Eski zamanlarda günlük pratikler, metafizik ve ruhsal tecrübelerin, doğa aracılığıyla edinilen bilgilerle harmanlanışıydı. Tütsü kokulu kehanetler, şaman danslarının büyüsü… Mistik olanın gerçekliği belirlediği devirlerde geçmişi tahrif edecek amil öğe, ruh ve tinin bütünlüğü ile var olurken, yaşamın yeknesaklığında düşler dünyayı deneyimlememizde tedricen arka plana düştü. Arzular ve ihtirasların yetim kaldığı âlemde fantazmanın birike birike iflah olmaz asi bir çocuk rolünü üstlenmesinden daha tabii ne olabilirdi? “Yani arzunun öznesi olan Sade’ın insanının karşısında daima gereksinim öznesi olan bir başka insan vardır, çünkü gereksinim kendi arzusunun tersine dönmüş biçimi ve bu arzunun temel yabancılığının şifresinden başka bir şey değildir.”[7] Hazzın tatmini gereksinime ve gereksinim de artık bir hazza dönüşerek birbirini besler, birbirini var eder. Varlık artık ötekinin bastırılması ile peyda olacaktır. Frankofon şair ve akademisyen Suat, romanda “sadizm” imgesinin açık tonda bir temsili olarak diğer karakterlerin dünyasına sızar. Suat bir şairdir şair olmasına ama şiir sanatını icra etmek zaman zaman duyarlılık gerektirir, o ise bunun aksine hedonist ve bencildir ve şiirin sadece kafiyeden ibaret sözler dizesi olup olmadığını düşündürtür. Kişisel olan siyasidir ve şiirin kişisel söylemi de bir siyasal içerirse anlamını bulur. Tıpkı Lawrence Durrell gibi anne babasının kitaplığından bulup okuduğu Sade’ın ilham vermiş olduğunu tahmin ettiğimiz şair Suat, hayalindeki hazzın mutluluğunu öteki olan Ece’yi hem zihin hem de tensel dünyasında bastırmakta bulacaktır. Öte yandan diğer karakterler de mutluluğu geçmişlerinde arayacaklar, saplantılı arzuların sembolü olan şifonyer sık sık karşımızda belirecektir. Hafızalarımızın tozlu anlarını kaldırdığımız, bu büyülü mobilya ortalığı toparladığı gibi bizi de toplar. Geçmişin farklı kompartımanlarında karşılaştığımız insanları birbirine bağlayan, kiminin tozlu, kiminin erotik anılarını çekmecelerinde hapseden bir mobilyadır o. Çekmeceler yavaş yavaş açıldıkça, romanda zihinler de açılır “Yaşamın büyüsünü kaybetmeye başlayanlar, nostaljiden medet umarlar,”[8] ama bu romanda da olduğu gibi hüsranla sonuçlanan bir edimdir.

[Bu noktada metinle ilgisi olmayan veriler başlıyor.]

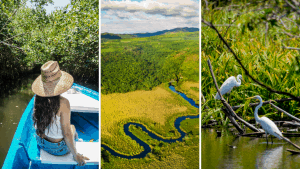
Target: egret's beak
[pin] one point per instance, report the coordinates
(250, 98)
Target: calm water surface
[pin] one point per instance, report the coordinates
(250, 152)
(12, 106)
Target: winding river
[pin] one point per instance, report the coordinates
(146, 147)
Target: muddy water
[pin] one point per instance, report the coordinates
(249, 152)
(13, 101)
(12, 106)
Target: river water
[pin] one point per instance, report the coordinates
(250, 152)
(146, 147)
(12, 105)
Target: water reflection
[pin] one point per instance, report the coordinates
(250, 152)
(271, 158)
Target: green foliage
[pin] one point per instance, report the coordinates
(68, 35)
(260, 53)
(143, 63)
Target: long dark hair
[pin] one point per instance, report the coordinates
(45, 108)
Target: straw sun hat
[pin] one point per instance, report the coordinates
(52, 81)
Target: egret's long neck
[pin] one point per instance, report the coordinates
(256, 111)
(239, 82)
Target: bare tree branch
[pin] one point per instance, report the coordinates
(243, 67)
(265, 102)
(236, 125)
(228, 107)
(288, 114)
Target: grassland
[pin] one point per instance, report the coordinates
(263, 56)
(190, 89)
(156, 109)
(179, 155)
(143, 63)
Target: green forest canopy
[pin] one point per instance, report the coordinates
(143, 63)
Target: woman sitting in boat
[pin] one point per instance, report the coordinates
(52, 113)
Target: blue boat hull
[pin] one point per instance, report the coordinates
(23, 151)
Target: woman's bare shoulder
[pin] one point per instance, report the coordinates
(64, 104)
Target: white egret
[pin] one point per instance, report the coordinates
(228, 85)
(268, 125)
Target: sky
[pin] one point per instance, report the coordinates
(141, 16)
(57, 3)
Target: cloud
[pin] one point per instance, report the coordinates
(148, 16)
(151, 25)
(183, 8)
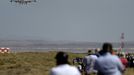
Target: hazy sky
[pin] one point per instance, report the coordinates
(77, 20)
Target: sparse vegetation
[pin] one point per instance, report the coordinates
(33, 63)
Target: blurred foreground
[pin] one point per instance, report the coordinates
(34, 63)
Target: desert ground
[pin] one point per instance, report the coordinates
(34, 63)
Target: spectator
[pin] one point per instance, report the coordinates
(89, 61)
(63, 67)
(108, 64)
(124, 60)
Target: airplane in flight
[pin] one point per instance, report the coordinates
(23, 1)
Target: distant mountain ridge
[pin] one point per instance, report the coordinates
(44, 43)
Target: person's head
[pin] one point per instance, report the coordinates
(107, 47)
(61, 58)
(89, 52)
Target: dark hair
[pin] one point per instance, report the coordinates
(107, 47)
(62, 58)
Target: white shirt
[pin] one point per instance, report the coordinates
(109, 65)
(65, 70)
(89, 62)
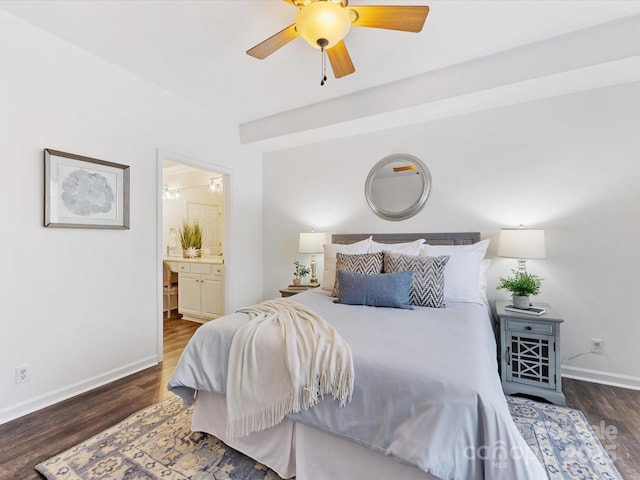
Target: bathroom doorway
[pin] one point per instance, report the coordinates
(192, 191)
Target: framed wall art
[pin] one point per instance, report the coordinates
(83, 192)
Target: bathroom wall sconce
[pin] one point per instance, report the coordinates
(215, 185)
(168, 194)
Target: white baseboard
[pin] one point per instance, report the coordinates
(606, 378)
(18, 410)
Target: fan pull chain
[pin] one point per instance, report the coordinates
(323, 42)
(324, 67)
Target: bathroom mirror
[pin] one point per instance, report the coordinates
(398, 186)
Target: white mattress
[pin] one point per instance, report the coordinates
(427, 390)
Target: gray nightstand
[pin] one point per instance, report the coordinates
(530, 353)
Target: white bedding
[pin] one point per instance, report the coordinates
(427, 391)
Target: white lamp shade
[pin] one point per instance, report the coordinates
(311, 242)
(521, 243)
(323, 20)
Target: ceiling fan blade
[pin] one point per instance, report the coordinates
(340, 60)
(273, 43)
(403, 18)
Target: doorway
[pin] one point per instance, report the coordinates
(190, 190)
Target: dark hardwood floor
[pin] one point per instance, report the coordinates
(614, 413)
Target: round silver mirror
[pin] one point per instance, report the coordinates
(398, 186)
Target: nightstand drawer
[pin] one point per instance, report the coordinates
(530, 327)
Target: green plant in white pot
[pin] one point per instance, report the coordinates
(300, 272)
(522, 285)
(190, 236)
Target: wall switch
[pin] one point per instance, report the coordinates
(22, 374)
(596, 345)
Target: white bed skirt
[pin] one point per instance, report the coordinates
(293, 449)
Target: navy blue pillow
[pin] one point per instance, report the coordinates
(376, 290)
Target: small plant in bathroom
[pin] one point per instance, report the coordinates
(300, 272)
(190, 236)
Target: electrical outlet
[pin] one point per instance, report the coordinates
(596, 345)
(22, 374)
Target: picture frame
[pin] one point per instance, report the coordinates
(83, 192)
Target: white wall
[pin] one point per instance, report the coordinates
(567, 164)
(80, 306)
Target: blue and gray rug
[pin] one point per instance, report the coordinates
(157, 443)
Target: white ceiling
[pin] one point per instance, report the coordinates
(197, 48)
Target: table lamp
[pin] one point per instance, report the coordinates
(521, 244)
(312, 242)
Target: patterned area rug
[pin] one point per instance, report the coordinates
(157, 443)
(563, 441)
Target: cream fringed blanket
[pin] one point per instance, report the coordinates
(282, 361)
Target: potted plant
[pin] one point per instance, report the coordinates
(521, 285)
(300, 272)
(190, 236)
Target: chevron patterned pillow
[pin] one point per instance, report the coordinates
(427, 287)
(365, 263)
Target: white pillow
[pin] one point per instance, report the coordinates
(330, 252)
(462, 272)
(409, 248)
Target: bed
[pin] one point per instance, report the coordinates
(427, 400)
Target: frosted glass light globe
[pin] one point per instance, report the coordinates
(323, 20)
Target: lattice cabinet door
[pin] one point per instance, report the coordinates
(530, 353)
(531, 359)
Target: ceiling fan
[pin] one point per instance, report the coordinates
(325, 23)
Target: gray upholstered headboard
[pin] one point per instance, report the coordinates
(454, 238)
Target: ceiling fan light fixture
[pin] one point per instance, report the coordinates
(323, 24)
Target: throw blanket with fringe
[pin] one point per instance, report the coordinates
(283, 361)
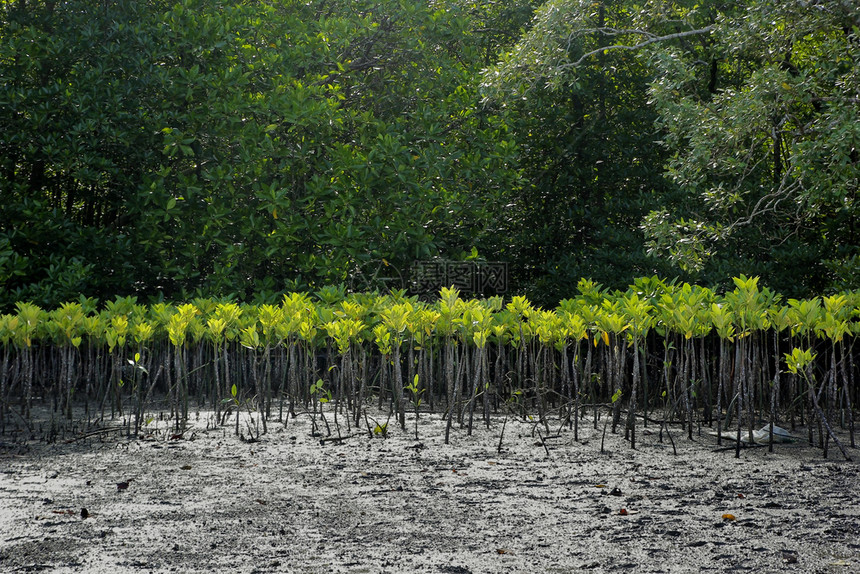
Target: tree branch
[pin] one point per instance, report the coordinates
(652, 39)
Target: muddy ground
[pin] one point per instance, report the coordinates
(207, 501)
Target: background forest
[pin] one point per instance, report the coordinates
(246, 148)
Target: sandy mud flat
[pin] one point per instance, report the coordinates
(206, 501)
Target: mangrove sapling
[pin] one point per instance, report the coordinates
(800, 362)
(320, 396)
(615, 399)
(416, 399)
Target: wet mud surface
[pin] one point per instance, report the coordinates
(207, 501)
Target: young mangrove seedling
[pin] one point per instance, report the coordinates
(416, 399)
(322, 396)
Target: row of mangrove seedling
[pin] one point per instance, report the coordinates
(674, 353)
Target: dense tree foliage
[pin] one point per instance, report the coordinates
(174, 149)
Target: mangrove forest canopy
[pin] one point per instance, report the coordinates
(172, 150)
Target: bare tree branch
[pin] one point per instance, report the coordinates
(652, 39)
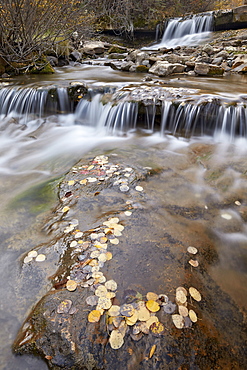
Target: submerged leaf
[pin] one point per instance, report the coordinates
(178, 321)
(64, 306)
(153, 306)
(152, 350)
(195, 294)
(157, 328)
(94, 316)
(71, 285)
(192, 316)
(116, 339)
(192, 250)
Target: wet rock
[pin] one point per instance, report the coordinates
(92, 48)
(208, 49)
(240, 69)
(75, 56)
(203, 69)
(126, 65)
(241, 59)
(165, 69)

Sade’ın modern vârisleri olan erkek karakterlerin cinsellik üzerinden kadınlara bakışı okura kitabın ortalarına doğru artan erotik dil ile aktarılmış. Kötülüğün hasar verici ve iyiliğin deva olan efsunları gibi yoğunlaşan ve sönümlenen cinsel anlatıyla gerilim ve yumuşama peşi sıra gelmiş. Kullanılan bu erotik dilin yoğunlaştığı kısımlarda cinsel tavır, anlatının genel akışı üzerinde bir sis oluştururken okuyucunun dikkati bambaşka yöne çekilip, bir çeşit erotik diyalektik kurgulanmış Hep Sondan Başlar’da.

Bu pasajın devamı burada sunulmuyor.